We covered this in much more detail in the LoRA/QLoRA article, so I would recommend reading that:

Introduction

LoRA has been among the most significant contributions to AI in recent years. As we discussed earlier, it completely redefined our approach to large model fine-tuning by modifying only a small subset of model parameters.

We also mentioned it in the 12 years of AI review we did recently (see year 2021).

Now, of course, it's been some time since LoRA was first introduced. Since then, many variants of LoRA have been proposed, each tailored to address specific challenges and improve upon the foundational technique.

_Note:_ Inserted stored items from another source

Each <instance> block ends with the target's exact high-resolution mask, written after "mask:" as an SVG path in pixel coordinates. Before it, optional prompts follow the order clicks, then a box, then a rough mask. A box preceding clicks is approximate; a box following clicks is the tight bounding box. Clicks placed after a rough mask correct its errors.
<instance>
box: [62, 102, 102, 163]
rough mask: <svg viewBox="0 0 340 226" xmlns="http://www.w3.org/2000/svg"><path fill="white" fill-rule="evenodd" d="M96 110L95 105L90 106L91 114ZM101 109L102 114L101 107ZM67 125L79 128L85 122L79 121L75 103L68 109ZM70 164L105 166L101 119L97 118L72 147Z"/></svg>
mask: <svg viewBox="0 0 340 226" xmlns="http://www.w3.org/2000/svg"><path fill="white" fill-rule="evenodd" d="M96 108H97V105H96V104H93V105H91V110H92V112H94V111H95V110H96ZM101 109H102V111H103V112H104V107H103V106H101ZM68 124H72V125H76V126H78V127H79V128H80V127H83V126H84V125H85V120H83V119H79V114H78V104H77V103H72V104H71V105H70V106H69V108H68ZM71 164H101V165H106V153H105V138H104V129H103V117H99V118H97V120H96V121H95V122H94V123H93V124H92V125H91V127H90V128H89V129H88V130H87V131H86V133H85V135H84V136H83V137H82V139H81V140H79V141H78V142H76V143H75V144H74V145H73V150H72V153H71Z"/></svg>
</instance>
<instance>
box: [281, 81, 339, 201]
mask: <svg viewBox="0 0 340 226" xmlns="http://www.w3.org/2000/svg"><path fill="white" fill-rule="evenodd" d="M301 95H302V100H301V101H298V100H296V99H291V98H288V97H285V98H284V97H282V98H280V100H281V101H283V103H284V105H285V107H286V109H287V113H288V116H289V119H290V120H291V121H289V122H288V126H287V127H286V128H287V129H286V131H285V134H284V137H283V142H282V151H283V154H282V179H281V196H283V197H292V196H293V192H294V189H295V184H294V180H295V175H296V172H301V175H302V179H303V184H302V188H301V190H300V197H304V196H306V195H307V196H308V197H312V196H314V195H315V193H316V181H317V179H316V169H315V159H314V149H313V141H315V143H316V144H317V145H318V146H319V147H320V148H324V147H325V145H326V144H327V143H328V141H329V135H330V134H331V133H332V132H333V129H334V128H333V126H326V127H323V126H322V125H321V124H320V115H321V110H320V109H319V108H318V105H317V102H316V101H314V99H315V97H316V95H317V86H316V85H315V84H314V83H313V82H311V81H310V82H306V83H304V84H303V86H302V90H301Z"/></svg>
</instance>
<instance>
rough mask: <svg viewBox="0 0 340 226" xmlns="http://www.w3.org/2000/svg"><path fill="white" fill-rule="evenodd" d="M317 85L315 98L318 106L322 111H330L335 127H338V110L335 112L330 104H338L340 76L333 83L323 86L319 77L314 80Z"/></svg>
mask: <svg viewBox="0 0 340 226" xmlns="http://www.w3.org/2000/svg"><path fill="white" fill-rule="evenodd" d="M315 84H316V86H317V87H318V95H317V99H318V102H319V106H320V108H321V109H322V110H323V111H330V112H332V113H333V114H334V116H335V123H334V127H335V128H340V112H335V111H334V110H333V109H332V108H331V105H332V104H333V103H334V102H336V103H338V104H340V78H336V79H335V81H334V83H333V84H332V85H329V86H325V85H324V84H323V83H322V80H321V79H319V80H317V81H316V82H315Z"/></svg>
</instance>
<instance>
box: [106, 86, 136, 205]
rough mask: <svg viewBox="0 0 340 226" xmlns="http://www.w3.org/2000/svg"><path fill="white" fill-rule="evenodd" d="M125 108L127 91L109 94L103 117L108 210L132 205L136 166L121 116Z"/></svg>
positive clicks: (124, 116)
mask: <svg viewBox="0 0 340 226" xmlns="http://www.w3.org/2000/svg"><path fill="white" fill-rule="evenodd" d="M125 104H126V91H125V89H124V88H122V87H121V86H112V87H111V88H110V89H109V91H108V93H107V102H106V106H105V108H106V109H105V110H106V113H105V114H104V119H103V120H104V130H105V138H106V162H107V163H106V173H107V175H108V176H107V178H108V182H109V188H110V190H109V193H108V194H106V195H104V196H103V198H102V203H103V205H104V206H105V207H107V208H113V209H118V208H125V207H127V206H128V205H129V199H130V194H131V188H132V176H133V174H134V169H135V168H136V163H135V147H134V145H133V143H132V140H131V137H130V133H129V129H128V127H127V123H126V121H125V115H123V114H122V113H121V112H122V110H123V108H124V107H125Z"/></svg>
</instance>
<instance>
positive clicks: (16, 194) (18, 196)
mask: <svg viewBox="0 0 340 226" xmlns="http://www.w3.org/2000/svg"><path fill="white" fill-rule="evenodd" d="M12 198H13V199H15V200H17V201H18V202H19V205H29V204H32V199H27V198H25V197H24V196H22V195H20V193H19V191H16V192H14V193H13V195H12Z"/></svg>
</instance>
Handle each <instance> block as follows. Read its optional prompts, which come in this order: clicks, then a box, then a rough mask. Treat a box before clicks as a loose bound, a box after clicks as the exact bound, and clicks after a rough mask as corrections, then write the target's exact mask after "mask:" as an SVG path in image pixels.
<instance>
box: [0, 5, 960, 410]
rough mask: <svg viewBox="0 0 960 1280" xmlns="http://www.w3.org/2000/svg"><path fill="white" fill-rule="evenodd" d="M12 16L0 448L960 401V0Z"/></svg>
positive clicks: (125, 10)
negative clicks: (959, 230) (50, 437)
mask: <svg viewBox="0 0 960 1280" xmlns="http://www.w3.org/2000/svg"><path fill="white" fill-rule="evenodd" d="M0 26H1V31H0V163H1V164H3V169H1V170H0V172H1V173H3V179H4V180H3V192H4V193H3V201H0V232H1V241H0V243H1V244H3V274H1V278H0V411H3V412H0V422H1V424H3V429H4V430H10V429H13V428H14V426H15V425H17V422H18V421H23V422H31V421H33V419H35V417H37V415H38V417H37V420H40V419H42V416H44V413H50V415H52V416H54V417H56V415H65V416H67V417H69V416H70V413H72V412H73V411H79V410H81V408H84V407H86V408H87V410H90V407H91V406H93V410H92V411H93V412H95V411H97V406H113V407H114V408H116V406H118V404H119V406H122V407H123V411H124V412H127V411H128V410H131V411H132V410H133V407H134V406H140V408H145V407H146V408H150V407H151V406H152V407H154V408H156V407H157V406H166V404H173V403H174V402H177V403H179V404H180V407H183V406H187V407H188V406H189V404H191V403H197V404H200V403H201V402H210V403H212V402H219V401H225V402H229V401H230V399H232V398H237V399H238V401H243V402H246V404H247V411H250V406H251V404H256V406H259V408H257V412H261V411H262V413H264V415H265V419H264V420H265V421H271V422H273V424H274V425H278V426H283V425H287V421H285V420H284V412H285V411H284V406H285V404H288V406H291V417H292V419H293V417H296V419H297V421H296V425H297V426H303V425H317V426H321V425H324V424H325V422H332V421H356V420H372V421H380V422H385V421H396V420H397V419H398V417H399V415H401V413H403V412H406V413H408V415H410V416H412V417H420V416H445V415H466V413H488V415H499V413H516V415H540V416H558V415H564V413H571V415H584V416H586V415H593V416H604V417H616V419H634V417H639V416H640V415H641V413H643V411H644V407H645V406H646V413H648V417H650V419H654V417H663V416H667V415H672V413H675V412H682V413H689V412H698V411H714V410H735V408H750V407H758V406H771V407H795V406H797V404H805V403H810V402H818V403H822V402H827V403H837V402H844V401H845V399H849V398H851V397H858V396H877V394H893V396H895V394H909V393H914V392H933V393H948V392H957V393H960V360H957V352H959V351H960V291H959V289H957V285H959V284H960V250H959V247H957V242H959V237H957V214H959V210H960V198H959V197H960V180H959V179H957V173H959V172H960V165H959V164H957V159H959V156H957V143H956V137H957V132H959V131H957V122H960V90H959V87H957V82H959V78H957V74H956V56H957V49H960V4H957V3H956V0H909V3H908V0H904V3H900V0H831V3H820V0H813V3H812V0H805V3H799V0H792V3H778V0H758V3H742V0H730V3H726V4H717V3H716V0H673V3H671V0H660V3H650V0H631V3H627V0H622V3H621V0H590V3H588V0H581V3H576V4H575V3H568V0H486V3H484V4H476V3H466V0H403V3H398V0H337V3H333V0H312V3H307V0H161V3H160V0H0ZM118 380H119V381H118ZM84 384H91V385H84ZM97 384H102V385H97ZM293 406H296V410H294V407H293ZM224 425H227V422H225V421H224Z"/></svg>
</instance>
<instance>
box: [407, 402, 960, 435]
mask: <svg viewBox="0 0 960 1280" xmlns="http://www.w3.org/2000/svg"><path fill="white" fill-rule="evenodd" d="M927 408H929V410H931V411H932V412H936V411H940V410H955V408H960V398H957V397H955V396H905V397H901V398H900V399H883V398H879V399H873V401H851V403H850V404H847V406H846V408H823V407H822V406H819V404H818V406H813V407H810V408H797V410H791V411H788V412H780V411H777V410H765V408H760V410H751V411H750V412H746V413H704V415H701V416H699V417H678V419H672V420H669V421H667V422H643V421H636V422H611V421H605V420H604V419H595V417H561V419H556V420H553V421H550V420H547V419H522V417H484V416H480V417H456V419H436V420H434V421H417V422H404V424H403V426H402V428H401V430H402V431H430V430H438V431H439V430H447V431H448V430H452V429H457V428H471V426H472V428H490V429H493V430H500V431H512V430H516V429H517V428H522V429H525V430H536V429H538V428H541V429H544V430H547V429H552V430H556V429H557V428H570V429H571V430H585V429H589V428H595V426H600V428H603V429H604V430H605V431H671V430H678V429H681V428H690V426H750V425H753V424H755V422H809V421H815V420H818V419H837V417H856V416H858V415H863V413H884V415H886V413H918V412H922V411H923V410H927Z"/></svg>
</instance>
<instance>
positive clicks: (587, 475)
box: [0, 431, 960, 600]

The timeline of some of the most popular techniques introduced after LoRA is depicted below:

Going ahead, in this article, we will explore the LoRA family in-depth, discussing each variant's design philosophy, technical innovations, and the specific use cases they aim to address.

Let’s begin!

#1) LoRA

The core idea in LoRA, as also discussed in the earlier article, revolves around training very few parameters in comparison to the base model, say, full GPT-3, while preserving the performance that we would otherwise get with full-model fine-tuning (which we discussed above).

More specifically, two low-rank matrices $A$ and $B$ are added alongside specific layers, and these low-rank matrices contain the trainable parameters:

Mathematically, the adaptation is executed by modifying the weight matrix $\Delta W$ in a transformer layer using the formula:

Here, $W$ represents the adapted weight matrix, and $AB$ is the low-rank modification applied to $W$.

As depicted in the LoRA diagram above, the dimensions of matrices $A$ and $B$ are much smaller in size compared to $W$, leading to a significant reduction in the number of trainable parameters.

This low-rank update, despite its simplicity, proves to be remarkably effective in retaining the nuanced capabilities of the LLM while introducing the desired adaptations specific to a new task or dataset.

This way, if there are plenty of users who wish to fine-tune an LLM model (say, from OpenAI), OpenAI must only store the above two matrices $A$ and $B$ (for all layers where this was introduced), which is pretty small in size.

However, the original weight matrix $W$ being common across all fine-tuned versions can have a central version, i.e., one that can be shared across all users.

As per the original paper on LoRA, they reduced the checkpoint size by roughly 10,000 times — from 350GB to just 35MB.

Moreover, they also observed a 25% speedup during training on the GPT-3 175B model compared to full fine-tuning, which is pretty obvious because we do not compute the gradient for the vast majority of the parameters.

Another key benefit is that it also introduces no inference latency. This is because of its simple linear design, which allows us to merge the trainable matrices ($A$ and $B$) with the frozen weights ($W$) when deployed, so one can proceed with an inference literally the same way as they would otherwise do.

A pretty cool thing about LoRA is that the hyperparameter $r$ can be orders of magnitude smaller than the dimensions of the corresponding weight matrix.

For instance, in the results table, compare the results of $r=1$ with that of other ranks:

In most cases, we notice that $r=1$ almost performs as well as any other higher rank, which is great!

In other words, this means that the $A$ and $B$ can be a simple row and column matrix.

Next, let’s understand the variants of LoRA and how they differ from LoRA.

#2) LoRA-FA

Introduction

Building on the foundational Low-Rank Adaptation (LoRA) technique, the LoRA-FA method introduces a slight change that reduces the memory overhead associated with fine-tuning large language models (LLMs).